En lo alto de la cabeza rapada de Mark, dos grandes cicatrices parecían cauces fluviales. Su cara, todavía llena de costras, era como un enorme hueso de melocotón.
– Muy buen aspecto -dijo el joven-. No estaba segura, pero podría muy buen aspecto ser bueno.
Bonnie se echó a reír, y su cara tenuemente rosada adquirió una tonalidad rojo cereza.
– ¡Vaya! ¡Mira qué bien te expresas!
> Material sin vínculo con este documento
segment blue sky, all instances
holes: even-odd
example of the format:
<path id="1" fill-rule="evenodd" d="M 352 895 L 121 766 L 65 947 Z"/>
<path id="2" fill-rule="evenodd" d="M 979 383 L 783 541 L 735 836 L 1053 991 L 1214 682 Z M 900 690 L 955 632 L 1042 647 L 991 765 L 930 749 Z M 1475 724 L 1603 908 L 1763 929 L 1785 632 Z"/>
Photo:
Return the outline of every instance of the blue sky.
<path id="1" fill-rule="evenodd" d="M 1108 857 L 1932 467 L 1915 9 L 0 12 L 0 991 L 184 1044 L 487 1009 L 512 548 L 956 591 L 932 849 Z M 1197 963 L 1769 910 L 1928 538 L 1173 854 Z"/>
Duane me ha dicho que no podías hablar, pero te haces entender a la perfección.
– ¿Has hablado con esos dos? -le preguntó Karin-. ¿Qué andan diciéndole a la gente?
– Buen aspecto -dijo Mark-. Guapa, guapa, guapa.
El cerebro reptiliano salía a asolearse.
Bonnie Travis soltó una risita.
– Bueno, me he arreglado un poco antes de venir.
Las palabras fluían de la chica ratonil, palabras sin sentido, triviales, estúpidas, salvadoras. El veloz aguacero de Travis parecía ahora un continuo chaparrón abrileño que elevaba el nivel freático y recargaba el suelo. Mientras parloteaba, Bonnie Travis se tiraba de la falda de lana y del grueso suéter tejido a mano, sus parches de hilo verde oliva como el color del Platte en agosto. Llevaba al cuello una cadena de la que pendía el dios Kokopelli, en actitud de danzar y tocar la flauta.